GDRNT has abided by these principles for every animal in our care. While we are strictly a foster home based group the Five Freedoms apply to the treatment of all animals. Awhile back animal organizations across the country, adopted the Five Freedoms as guiding principles in the humane treatment of animals, regardless of whether the animal is a pet, a working animal or one to be slaughtered for consumption. Including but not limited to the ASPCA, the American Society for the Prevention of Cruelty to Animals, HSUS, and numerous shelters, rescues and veterinarians. According to the Farm Animal Welfare Council, In 1965, the UK government commissioned an investigation, led by Professor Roger Brambell, into the welfare of intensively farmed animals, partly in response to concerns raised in Ruth Harrison’s 1964 book, Animal Machines. The Brambell Report stated “An animal should at least have sufficient freedom of movement to be able without difficulty, to turn round, groom Itself, get up, lie down and stretch its limbs”. This short recommendation became known as Brambell’s Five Freedoms. These principles are relevant and appropriate measures of welfare for any animal species and has been adopted veterinary groups, the World Organization for Animal Health and rank-and-file animal organizations across the United States.

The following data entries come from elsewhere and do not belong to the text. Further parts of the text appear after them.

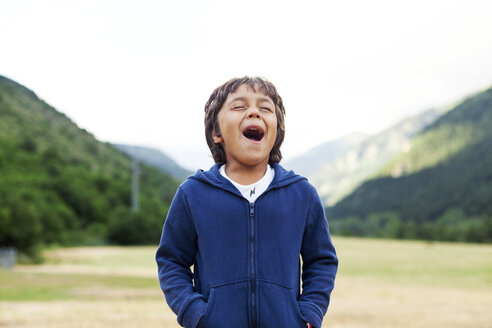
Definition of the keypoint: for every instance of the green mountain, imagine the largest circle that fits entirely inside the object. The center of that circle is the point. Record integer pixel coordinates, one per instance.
(155, 158)
(316, 158)
(58, 184)
(340, 175)
(440, 188)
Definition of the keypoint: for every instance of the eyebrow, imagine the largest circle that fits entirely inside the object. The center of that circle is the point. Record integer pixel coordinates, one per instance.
(262, 99)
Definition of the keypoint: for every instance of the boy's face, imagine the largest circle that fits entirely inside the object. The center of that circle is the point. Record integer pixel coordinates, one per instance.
(248, 127)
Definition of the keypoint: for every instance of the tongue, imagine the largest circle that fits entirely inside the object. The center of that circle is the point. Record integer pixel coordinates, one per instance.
(253, 134)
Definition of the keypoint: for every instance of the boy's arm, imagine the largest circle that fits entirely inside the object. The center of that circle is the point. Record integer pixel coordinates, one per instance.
(175, 256)
(319, 266)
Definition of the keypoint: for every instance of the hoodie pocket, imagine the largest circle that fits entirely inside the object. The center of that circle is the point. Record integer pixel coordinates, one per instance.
(227, 306)
(278, 306)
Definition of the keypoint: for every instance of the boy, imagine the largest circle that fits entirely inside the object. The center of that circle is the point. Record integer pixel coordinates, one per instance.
(244, 223)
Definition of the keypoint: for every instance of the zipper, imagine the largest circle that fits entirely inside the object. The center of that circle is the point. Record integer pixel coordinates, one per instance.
(252, 262)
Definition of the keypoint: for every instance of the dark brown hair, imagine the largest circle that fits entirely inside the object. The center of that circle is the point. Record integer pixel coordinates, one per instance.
(217, 99)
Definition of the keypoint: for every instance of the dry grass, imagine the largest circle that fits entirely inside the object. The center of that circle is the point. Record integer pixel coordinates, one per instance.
(380, 284)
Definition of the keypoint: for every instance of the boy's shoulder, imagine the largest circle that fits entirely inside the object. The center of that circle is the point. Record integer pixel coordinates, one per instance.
(213, 178)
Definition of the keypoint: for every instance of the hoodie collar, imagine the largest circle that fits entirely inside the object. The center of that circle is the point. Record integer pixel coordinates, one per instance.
(213, 177)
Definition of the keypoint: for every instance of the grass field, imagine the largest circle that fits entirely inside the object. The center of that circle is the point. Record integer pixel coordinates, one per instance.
(381, 283)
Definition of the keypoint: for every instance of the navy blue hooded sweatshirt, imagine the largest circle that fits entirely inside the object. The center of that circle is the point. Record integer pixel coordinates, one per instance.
(245, 256)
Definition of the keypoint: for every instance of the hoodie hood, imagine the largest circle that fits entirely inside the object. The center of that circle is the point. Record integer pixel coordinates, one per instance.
(213, 177)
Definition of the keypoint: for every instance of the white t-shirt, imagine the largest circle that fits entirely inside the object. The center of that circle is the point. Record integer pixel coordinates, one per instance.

The Five Freedoms provide a framework for determining if an animal has a high, good, borderline or poor quality of life. If none of the Five Freedoms are met, the animal has a life not worth living.

The Five Freedoms apply to every type of animal in every type of setting, including shelters, rescues and even private homes. Furthermore, they apply to working animals and animals being processed for slaughter. If the Five Freedoms are not being received by each and every animal, reform is needed.